Knowledge Distillation
A training technique that transfers the knowledge of a large teacher model into a smaller student model for lighter deployment
What is Knowledge Distillation?
Knowledge distillation is a training technique that moves the know-how of a large, accurate teacher model into a smaller, faster student model — preserving performance while cutting size and cost. Introduced by Hinton et al. (2015) as a classic idea, it has become a core tool in the LLM era for shipping 7B, 3B, and 1B scale models.
In short, the teacher teaches the student not only what the answer is, but also how confident to be across all candidate answers.
How Does It Work?
Distillation combines two signals during training:
- Hard label: the ground-truth answer (e.g., "cat")
- Soft label (the key idea): the full probability distribution the teacher emits (e.g., cat 0.8, tiger 0.1, dog 0.05, fox 0.03 ...)
The student learns to mimic the teacher's soft distribution. Those soft labels encode implicit knowledge like "cats and tigers are related", giving the student a far richer learning signal than hard labels alone.

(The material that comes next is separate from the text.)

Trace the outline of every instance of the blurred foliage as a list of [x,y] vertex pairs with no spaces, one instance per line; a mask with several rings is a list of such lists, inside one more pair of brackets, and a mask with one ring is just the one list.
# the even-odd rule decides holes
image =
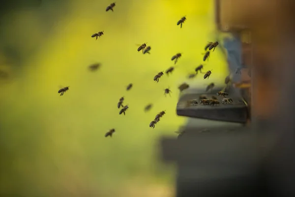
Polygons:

In LLMs, sequence-level distillation — training the student to reproduce the teacher's responses — is the dominant approach, and it shows up in training recipes for Llama, Gemma, and other compact open-weight models.
Why Does It Matter?
Knowledge distillation determines the economics of AI in production. Serving a frontier model (hundreds of billions of parameters) directly is cost-prohibitive, but distilling it into a 7B–13B student can preserve 80–95% of performance at 1/10 to 1/100 of the cost. On-device AI, edge applications, and low-latency agents are effectively impossible without distillation, making it an indispensable technique in today's AI deployment stack.